DE MADAME GASTON A LA COMTESSE DE L'ESTORADE.

Ah! ma bien-aimée, entends le terrible, le fatal, l'insolent mot de l'imbécile La Fayette à son maître, à son roi : Il est trop tard! O! ma vie, ma belle vie ! quel médecin me la rendra? Je me suis frappée à mort. Hélas! n'étais-je pas un feu follet de femme destiné à s'éteindre après avoir brillé ? Mes yeux sont deux torrents de larmes, et... je ne peux pleurer que loin de lui... Je le fuis et il me cherche. Mon désespoir est tout intérieur. Dante a oublié mon supplice dans son Enfer.
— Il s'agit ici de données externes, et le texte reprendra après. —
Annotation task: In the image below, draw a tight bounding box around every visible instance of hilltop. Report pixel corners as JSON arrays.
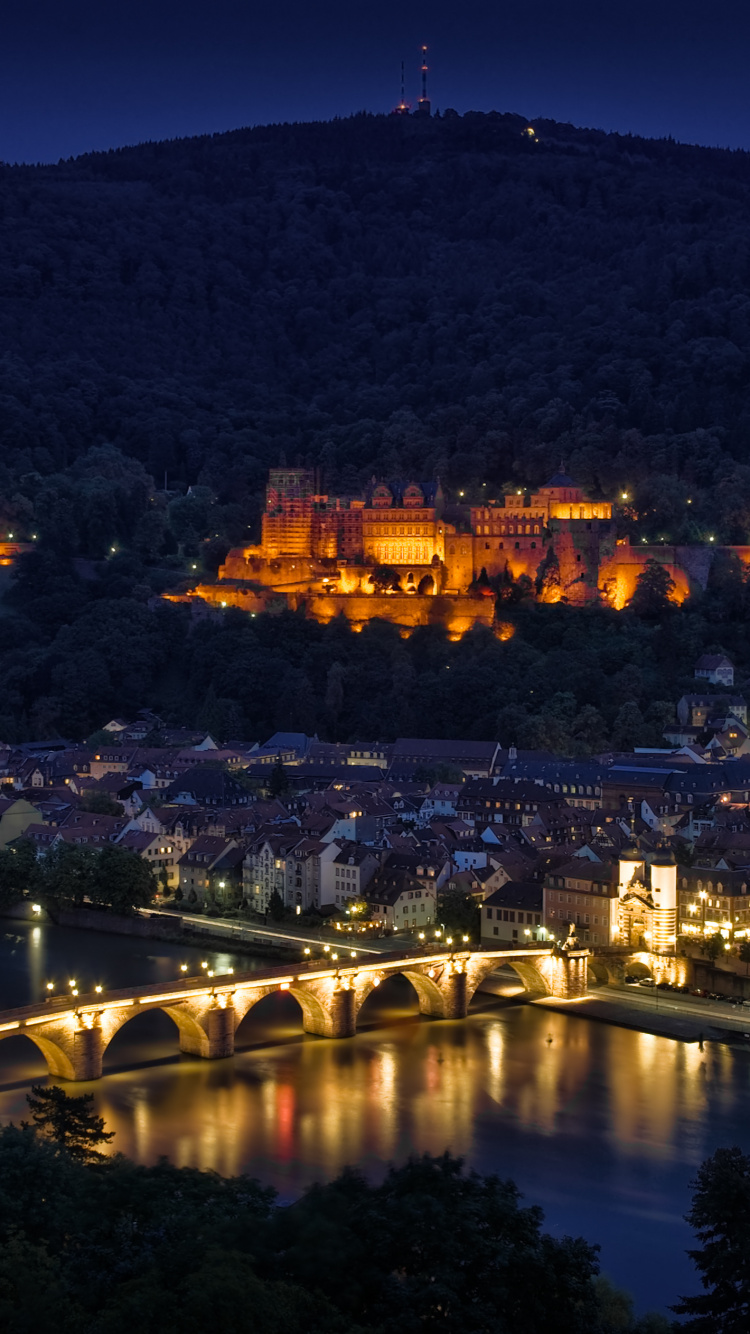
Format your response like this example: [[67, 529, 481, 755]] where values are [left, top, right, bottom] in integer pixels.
[[0, 113, 750, 550]]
Viens me voir mourir ?

LVII

DE LA COMTESSE DE L'ESTORA DE AU COMTE DE
L'ESTORADE.

Au Chalet, 7 août.

Mon ami, emmène les enfants et fais le voyage de Provence sans moi; je reste auprès de Louise qui n'a plus que quelques jours à vivre je me dois à elle et à son mari, qui deviendra fou, je crois.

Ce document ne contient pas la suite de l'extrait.